He leant out. A car was following them, an enormous car, fierce-looking, with its pointed bonnet, blood-red in colour, and the four men in furs inside it.
"Ah," he said, "I'm well guarded! We must have patience!"
He crossed his arms on his chest, with the proud submission of those who bow and wait when fate turns against them. And while they crossed the Seine and tore through Suresnes, Rueil and Chatou, motionless and resigned, without anger or bitterness, he thought only of discovering by what miracle Arsène Lupin had put himself in the driver's place. That the decent fellow whom he had picked out that morning on the boulevard could be an accomplice, posted there of set purpose, he refused to admit. And yet Arsène Lupin must have received a warning and that only after the moment when he, Shears, had threatened Clotilde, for no one suspected his plan before. Now from that moment Clotilde and he had not left each other's presence.

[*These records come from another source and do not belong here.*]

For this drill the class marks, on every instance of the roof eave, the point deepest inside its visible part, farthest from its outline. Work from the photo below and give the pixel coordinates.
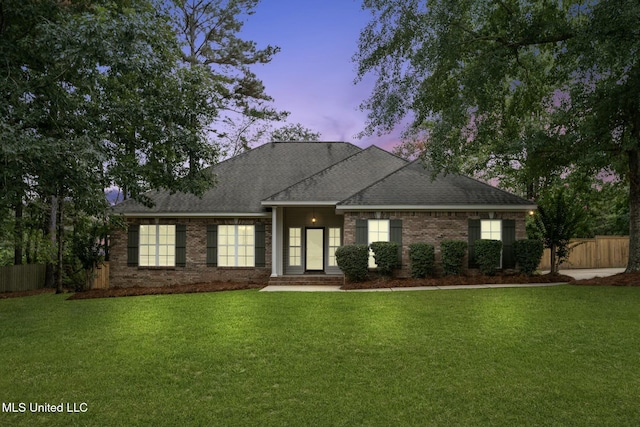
(275, 203)
(196, 214)
(455, 208)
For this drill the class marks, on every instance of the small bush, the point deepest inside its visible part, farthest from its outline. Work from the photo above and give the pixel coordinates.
(386, 256)
(353, 260)
(528, 254)
(422, 256)
(453, 252)
(487, 253)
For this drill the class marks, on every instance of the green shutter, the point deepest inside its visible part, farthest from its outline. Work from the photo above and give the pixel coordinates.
(508, 238)
(133, 242)
(260, 245)
(395, 235)
(181, 245)
(212, 245)
(362, 232)
(475, 233)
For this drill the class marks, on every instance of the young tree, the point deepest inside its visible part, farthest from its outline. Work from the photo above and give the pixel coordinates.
(558, 220)
(534, 86)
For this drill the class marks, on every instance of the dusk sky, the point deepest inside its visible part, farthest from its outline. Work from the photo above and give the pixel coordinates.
(313, 75)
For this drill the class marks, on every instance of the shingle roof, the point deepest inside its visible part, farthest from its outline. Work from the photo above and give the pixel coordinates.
(339, 173)
(343, 179)
(412, 186)
(245, 180)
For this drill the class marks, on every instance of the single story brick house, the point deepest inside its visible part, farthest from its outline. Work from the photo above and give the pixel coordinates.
(281, 210)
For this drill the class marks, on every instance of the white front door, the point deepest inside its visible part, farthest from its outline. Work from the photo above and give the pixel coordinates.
(315, 249)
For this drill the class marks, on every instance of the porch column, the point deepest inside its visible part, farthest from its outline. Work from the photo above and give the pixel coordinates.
(275, 239)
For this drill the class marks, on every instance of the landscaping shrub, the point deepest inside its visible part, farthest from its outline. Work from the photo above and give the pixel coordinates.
(453, 252)
(528, 254)
(422, 256)
(353, 260)
(386, 256)
(487, 253)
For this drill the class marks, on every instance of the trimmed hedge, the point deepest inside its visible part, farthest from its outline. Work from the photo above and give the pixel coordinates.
(422, 256)
(386, 256)
(453, 252)
(487, 253)
(528, 254)
(353, 260)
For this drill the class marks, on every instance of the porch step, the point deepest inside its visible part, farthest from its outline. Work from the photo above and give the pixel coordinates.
(308, 279)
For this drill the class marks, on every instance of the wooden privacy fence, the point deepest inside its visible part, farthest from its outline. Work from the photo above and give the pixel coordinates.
(101, 279)
(28, 277)
(600, 252)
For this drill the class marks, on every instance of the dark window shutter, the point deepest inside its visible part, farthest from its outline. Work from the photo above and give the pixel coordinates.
(260, 245)
(181, 245)
(474, 234)
(395, 235)
(212, 245)
(508, 238)
(362, 231)
(133, 243)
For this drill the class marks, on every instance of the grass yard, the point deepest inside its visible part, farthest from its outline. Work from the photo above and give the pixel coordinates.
(562, 355)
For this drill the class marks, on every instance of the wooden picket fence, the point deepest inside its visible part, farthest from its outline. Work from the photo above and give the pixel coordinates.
(599, 252)
(101, 279)
(28, 277)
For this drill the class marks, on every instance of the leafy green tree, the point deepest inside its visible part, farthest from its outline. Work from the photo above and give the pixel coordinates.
(209, 32)
(558, 219)
(537, 88)
(94, 96)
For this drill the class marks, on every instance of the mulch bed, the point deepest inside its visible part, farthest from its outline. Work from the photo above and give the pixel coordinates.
(164, 290)
(5, 295)
(621, 279)
(458, 280)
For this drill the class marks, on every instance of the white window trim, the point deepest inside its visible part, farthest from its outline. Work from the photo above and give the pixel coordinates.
(372, 261)
(157, 245)
(332, 248)
(298, 247)
(490, 235)
(236, 245)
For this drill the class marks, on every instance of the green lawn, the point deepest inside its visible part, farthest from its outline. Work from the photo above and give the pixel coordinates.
(562, 355)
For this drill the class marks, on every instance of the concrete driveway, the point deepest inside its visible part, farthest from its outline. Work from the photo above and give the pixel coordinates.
(589, 273)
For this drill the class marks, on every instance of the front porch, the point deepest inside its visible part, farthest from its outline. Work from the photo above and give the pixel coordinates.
(304, 241)
(308, 280)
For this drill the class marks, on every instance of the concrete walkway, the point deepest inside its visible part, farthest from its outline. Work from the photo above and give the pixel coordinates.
(576, 274)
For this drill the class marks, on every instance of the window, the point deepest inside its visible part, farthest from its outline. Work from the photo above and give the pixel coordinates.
(236, 246)
(157, 246)
(295, 246)
(491, 229)
(334, 243)
(378, 232)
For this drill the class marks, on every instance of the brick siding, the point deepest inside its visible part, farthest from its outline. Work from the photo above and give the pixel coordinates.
(429, 227)
(196, 270)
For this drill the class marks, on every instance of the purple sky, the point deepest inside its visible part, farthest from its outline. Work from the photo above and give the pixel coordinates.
(313, 75)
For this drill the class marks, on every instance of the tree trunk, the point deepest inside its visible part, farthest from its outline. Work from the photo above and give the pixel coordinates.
(634, 211)
(59, 289)
(18, 234)
(50, 280)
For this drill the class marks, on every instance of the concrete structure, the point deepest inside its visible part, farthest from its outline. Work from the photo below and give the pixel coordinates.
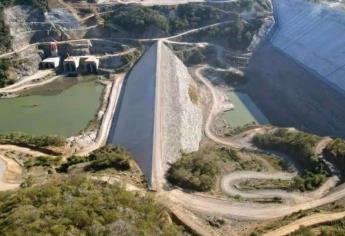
(91, 64)
(313, 34)
(50, 63)
(155, 118)
(54, 50)
(71, 64)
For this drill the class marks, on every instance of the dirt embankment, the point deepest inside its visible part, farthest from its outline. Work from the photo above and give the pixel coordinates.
(289, 95)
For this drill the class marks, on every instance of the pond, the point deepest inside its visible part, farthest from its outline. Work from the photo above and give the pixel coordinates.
(245, 111)
(64, 107)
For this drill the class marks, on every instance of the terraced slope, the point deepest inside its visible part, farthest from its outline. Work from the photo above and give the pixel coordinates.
(313, 34)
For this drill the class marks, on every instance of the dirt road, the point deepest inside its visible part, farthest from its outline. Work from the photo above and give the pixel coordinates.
(228, 186)
(305, 222)
(104, 129)
(249, 211)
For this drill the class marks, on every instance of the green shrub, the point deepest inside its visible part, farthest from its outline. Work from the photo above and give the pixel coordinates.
(138, 18)
(47, 161)
(335, 153)
(38, 141)
(198, 170)
(102, 158)
(299, 145)
(76, 205)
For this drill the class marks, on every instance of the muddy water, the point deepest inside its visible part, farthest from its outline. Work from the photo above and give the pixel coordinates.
(245, 111)
(63, 107)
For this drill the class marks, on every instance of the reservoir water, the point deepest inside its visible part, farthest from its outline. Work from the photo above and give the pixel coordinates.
(2, 169)
(245, 111)
(63, 107)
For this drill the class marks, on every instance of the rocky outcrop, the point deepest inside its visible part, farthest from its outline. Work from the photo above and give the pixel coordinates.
(182, 119)
(156, 119)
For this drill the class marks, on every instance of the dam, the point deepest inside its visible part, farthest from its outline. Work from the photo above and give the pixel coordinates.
(156, 119)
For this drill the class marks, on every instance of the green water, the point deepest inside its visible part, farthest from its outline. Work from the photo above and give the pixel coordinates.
(245, 111)
(65, 113)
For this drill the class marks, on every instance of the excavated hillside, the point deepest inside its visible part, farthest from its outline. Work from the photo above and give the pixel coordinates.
(296, 78)
(313, 34)
(156, 119)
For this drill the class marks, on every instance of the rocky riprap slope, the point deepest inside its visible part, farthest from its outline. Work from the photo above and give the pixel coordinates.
(156, 119)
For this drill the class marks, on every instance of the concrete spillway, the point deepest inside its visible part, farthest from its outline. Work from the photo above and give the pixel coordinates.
(156, 119)
(314, 35)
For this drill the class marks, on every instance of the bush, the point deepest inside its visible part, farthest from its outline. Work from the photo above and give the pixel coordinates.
(309, 181)
(47, 161)
(38, 141)
(335, 153)
(198, 170)
(76, 205)
(299, 145)
(138, 18)
(103, 158)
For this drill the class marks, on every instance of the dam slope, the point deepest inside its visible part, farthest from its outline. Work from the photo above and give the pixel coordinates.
(156, 119)
(313, 34)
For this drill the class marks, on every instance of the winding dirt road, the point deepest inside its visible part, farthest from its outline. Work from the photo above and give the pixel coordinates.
(248, 211)
(228, 186)
(305, 222)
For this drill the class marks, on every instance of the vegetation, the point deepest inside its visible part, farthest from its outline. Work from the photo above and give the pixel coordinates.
(143, 18)
(79, 206)
(309, 181)
(236, 34)
(198, 170)
(47, 161)
(103, 158)
(4, 66)
(38, 141)
(300, 146)
(335, 153)
(193, 93)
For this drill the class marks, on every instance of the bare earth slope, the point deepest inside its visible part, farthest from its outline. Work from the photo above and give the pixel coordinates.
(313, 34)
(289, 95)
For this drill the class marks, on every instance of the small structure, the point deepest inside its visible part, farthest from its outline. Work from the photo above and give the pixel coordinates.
(54, 49)
(71, 64)
(50, 63)
(91, 64)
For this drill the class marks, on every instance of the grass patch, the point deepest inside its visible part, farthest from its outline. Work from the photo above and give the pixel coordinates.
(103, 158)
(198, 170)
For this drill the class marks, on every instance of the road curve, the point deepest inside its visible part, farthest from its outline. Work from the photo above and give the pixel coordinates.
(247, 211)
(228, 186)
(305, 222)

Suddenly, he remembered the girl's telephoning to her dressmaker. And, all at once, he understood. Even before he spoke, at the very moment when he asked for an interview as M. Destange's new secretary, she had scented danger, guessed the visitor's name and object and, coolly, naturally, as though she were really doing what she appeared to do, had summoned Lupin to her aid, under the pretense of speaking to one of her tradespeople and by means of a formula known to themselves alone.
How Arsène Lupin had come, how that motor-cab in waiting, with its throbbing engine, had aroused his suspicion, how he had bribed the driver: all this mattered little. What interested Shears almost to the point of calming his rage was the recollection of that moment in which a mere woman, a woman in love, it is true, mastering her nerves, suppressing her instinct, controlling the features of her face and the expression of her eyes, had humbugged old Holmlock Shears.
What was he to do against a man served by such allies, a man who, by the sheer ascendancy of his authority, inspired a woman with such a stock of daring and energy?
They re-crossed the Seine and climbed the slope of Saint-Germain; but, five hundred yards beyond the town, the cab slowed down. The other car came up with it and the two stopped alongside. There was no one about.
"Mr. Shears," said Lupin, "may I trouble you to change cars? Ours is really so very slow!..."
"Certainly," said Shears, all the more politely, as he had no choice.
"Will you also permit me to lend you this fur, for we shall be going pretty fast, and to offer you a couple of sandwiches?... Yes, yes, take them: there's no telling when you will get any dinner."